Feminism and Programming Languages - kevbin
http://www.hastac.org/blogs/ari-schlesinger/2013/11/26/re-feminism-and-programming-languages

======
brazzy
Interesting. I am rather sceptical about the likelihood that this will lead to
concrete, useful results. But the discussion and explanation from the author
in the site's comments convinced me that it's a question worth exploring and
she's doing it with an open mind and full understanding of the concepts she
plans to challenge.

There's ample precedence in math and logic for ideas that seemed foolish at
first glance but turned out to lead to fruitful results.
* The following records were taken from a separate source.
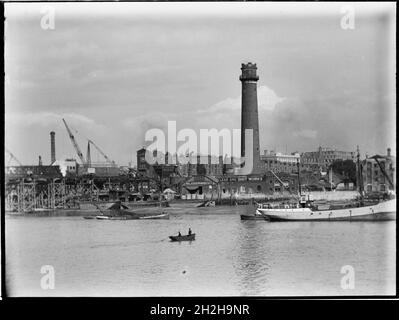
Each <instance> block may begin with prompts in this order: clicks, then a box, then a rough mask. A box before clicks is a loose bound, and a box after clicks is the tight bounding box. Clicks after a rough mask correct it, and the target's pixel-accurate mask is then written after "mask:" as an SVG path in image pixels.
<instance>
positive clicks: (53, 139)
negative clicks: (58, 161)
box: [50, 131, 55, 164]
mask: <svg viewBox="0 0 399 320" xmlns="http://www.w3.org/2000/svg"><path fill="white" fill-rule="evenodd" d="M50 143H51V164H53V163H54V162H55V132H54V131H51V132H50Z"/></svg>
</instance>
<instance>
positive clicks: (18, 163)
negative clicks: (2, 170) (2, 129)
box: [5, 148, 22, 166]
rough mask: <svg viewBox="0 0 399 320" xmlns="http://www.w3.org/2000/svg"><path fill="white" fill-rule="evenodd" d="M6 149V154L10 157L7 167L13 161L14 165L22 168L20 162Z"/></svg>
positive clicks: (19, 161) (9, 151)
mask: <svg viewBox="0 0 399 320" xmlns="http://www.w3.org/2000/svg"><path fill="white" fill-rule="evenodd" d="M5 149H6V152H7V153H8V154H9V156H10V160H8V163H7V166H9V165H10V162H11V160H13V159H14V160H15V162H16V163H18V164H19V165H20V166H22V164H21V162H20V161H19V160H18V159H17V158H16V157H15V156H14V155H13V154H12V152H11V151H10V150H8V149H7V148H5Z"/></svg>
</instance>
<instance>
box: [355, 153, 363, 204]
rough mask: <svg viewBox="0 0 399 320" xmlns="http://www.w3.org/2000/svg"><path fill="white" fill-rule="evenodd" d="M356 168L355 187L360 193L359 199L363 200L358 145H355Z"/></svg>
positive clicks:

My favorite example
is imaginary numbers: just ad something that in your previous system is
impossible to its axioms, and it turns out to be not only logically consistent
but also eventually to have practical applications.

------
garblegarble
An interesting approach to this might be a language which has first-class
constructs for probabilistic programming techniques - something like ProbLog,
for example
[http://dtai.cs.kuleuven.be/problog/](http://dtai.cs.kuleuven.be/problog/)

------
tzs
> This led me to wonder what a feminist programming language would look like,
> one that might allow you to create entanglements

What is an "entanglement" in the context of things that programming languages
can create?

------
greenyoda
Discussed three days ago; 76 comments:

[https://news.ycombinator.com/item?id=6893756](https://news.ycombinator.com/item?id=6893756)

------
Oletros
First I thought it was a parody but I'm started to think that they are talking
in a serious way.

What's next? Feminist quantum mechanics?

------
shinryuu
This originated from 4chan